Ce jour-là, je participe à une manifestation de soutien aux populations Rroms, à l’appel de plusieurs partis de gauche, des Verts et de nombreuses associations. Le Parti socialiste fait défaut, c’est la règle depuis l’élection de François Hollande. Après la manifestation, je me joins à un groupe de militants chevronnés, en direction d’un camp de fortune situé à Arenc, sur le côté droit des Archives Départementales. Là, une trentaine de Rroms, hommes, femmes et enfants, essaient vainement de se protéger du vent glacial, sous le pont de l’autoroute. Dans un angle du trottoir, quelques hommes debout et une jeune femme qui grelotte sous les couvertures avec ses quatre enfants. De l’autre côté de la rue, les femmes et les enfants ont trouvé refuge sous de petite tentes fragiles. Comme on les chasse violemment, avant même qu’ils aient eu le temps de ramasser leurs affaires, les attaches des tentes ont été arrachées et les tentes s’envolent s’il n’y a personne à l’intérieur. Ils sont là, courageux, joviaux, mais transis de froid et effarés, dans la crainte justifiée d’être encore chassés par la police, à moins que de « bons Français » ne s’en chargent.

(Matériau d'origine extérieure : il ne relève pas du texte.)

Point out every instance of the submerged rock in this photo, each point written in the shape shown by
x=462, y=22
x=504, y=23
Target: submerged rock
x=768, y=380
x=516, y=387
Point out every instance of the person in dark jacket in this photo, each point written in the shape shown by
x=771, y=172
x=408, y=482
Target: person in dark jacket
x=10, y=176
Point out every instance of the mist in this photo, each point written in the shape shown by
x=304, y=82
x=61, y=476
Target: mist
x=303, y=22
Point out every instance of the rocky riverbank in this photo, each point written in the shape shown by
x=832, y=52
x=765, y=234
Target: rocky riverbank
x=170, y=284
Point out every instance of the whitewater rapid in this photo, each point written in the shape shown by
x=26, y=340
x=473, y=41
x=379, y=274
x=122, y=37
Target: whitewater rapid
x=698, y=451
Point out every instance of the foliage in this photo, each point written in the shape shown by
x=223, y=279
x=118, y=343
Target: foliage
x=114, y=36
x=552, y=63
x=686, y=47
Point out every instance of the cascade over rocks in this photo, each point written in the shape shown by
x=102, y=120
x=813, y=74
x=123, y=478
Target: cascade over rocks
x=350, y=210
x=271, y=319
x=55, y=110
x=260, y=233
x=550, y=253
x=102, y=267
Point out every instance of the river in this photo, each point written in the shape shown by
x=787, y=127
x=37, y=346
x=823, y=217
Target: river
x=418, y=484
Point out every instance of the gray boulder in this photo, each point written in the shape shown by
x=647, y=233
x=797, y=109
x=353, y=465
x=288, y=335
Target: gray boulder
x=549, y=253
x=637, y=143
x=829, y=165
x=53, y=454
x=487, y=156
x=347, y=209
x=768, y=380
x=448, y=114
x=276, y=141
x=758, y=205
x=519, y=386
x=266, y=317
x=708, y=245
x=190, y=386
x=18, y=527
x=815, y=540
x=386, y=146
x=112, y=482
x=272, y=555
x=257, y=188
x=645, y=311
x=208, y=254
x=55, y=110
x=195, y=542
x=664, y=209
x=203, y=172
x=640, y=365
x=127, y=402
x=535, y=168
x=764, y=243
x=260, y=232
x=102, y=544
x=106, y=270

À une centaine de mètres, une voiture de police : il y en aura parfois plusieurs dans la soirée. Quatre policiers s’approchent. Framboise et des membres du Collectif de solidarité avec les Rroms de Marseille les interpellent. Les Rroms vont-ils encore être obligés de « dégager » ? Le gradé ne sait pas, mais il exige un contrôle des papiers. _ On essaie de lui expliquer que c’est une démarche inutile, que ces Rroms ont déjà et trop souvent subis des contrôlés d’identité. Mais il faut obtempérer. La loi c’est la loi ! Le contrôle s’effectue sans incident majeur. Ensuite, autre exigence : il est indispensable de compter les enfants. Chose dite, chose faite. Ce qui suppose d’ouvrir les tentes où le froid mordant pénètre. Finalement, nous apprenons que les forces du désordre ne vont pas intervenir ce soir, mais procès-verbal sera dressé, car les Rroms sont dans l’illégalité, qu’on se le dise ! Le lendemain, grâce au Père Paul, curé de la paroisse de La Belle de Mai, ils trouveront un point de chute, bien sûr provisoire.
Il est plus de vingt heures. Le vent s’acharne. Je pense à un vers du poète René Char : «  Le mistral ne souffle pas, il désole  ».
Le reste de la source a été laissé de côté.